Fix patterns of failures
Once you have an idea of the most severe patterns of failures in a dataset, the next step is to plan out and implement a solution that will solve them. However, there is a range of solutions available at this point.
In some cases, the way to address issues can be through one-off code changes to the model or code preprocessing — for example, data augmentation (randomly adjusting image rotation / color parameters), adjusting hyperparameters (prior box tuning for object detectors), or adding additional modeling steps (having an OCR and text model as part of a road sign classification pipeline).
But in the vast majority of circumstances, it’s more effective to add more examples of cases that the model struggles on. The best way to do this is to simply collect and label more real data from production that is similar to that failure — random sampling can sometimes include these failures, but for uncommon cases it’s necessary to do more targeted data collection anyway. If a model struggles to detect occluded stop signs, then adding more images of occluded stop signs to the dataset is the best way to improve performance. Similarly to the error analysis sections, this can be done through metadata querying when possible or through brute-force human inspection of data if not, but the more elegant solution is to use embeddings to do similarity search across unlabeled datasets to do that targeted data collection.
In rare circumstances, it’s not possible to collect this data because it’s too expensive or too dangerous — in these cases, synthetic data can be a solution, though it comes at a higher cost of paying level artists / simulation engineers to generate data that may not necessarily match the conditions of real data.
Addendum: Why Do ML Teams Jump To Solutions?
I’ve worked on ML teams at various well-known tech companies and I’ve found it’s been extremely common for ML engineers to fall into the trap of “try this and see what happens.”

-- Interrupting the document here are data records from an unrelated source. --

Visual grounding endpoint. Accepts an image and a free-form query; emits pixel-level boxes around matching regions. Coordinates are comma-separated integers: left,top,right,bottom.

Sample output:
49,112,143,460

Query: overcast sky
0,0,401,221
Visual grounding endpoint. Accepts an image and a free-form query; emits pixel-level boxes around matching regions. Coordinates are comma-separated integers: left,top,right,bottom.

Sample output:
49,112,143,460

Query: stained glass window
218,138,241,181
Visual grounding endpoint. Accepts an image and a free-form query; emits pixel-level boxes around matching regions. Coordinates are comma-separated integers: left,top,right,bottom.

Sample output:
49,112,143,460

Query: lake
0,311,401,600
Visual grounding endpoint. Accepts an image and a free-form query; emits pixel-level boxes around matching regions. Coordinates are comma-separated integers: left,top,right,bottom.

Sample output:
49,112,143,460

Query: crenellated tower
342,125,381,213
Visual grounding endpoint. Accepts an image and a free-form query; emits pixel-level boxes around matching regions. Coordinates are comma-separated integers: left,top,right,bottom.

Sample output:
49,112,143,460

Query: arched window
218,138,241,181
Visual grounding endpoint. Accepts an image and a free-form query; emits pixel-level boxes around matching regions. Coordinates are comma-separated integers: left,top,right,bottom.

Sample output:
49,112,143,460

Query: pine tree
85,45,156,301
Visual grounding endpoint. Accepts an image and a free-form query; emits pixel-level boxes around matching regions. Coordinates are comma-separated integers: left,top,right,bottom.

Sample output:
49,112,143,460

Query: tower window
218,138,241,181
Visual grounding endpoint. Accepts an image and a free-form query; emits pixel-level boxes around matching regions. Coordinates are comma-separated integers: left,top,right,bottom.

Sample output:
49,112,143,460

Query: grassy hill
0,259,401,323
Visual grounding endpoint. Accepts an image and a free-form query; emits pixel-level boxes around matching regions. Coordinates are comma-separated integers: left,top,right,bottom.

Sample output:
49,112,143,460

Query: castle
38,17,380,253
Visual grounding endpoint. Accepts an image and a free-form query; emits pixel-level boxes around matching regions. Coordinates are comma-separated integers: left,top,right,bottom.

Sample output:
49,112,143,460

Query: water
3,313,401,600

If I were to guess, many ML engineers are former software engineers who recently picked up ML (as opposed to ML PhDs or seasoned industry ML practitioners). A lot of traditional software engineering doesn’t require thinking too hard about what to do, since many of those decisions are made by product managers (what is the right thing to build) and product designers (how the thing should work). Most work is therefore implementation / execution and most creative freedom comes in how to correctly architect the solution. In addition, there’s a lot of established best practices for ML engineering that software engineers may not be exposed to unless they’ve taken grad-level ML courses in school.
When these engineers are given the freedom to experiment for improving an ML model, they quickly end up burrowing into rabbit holes that don’t yield much improvement for the time spent.
The most similar analog to ML development in traditional software engineering is performance optimization — in other words, speeding up code execution. Blindly applying optimizations to improve performance is a generally inefficient approach.
The most successful approaches involve using a profiler to understand what code takes the most time to run, optimizing those pieces (refactoring particularly slow functions, unrolling tight loops, etc.), and then benchmarking the before-and-after difference in performance. This diagnose, experiment, and validate loop is quite similar to the ML improvement workflow!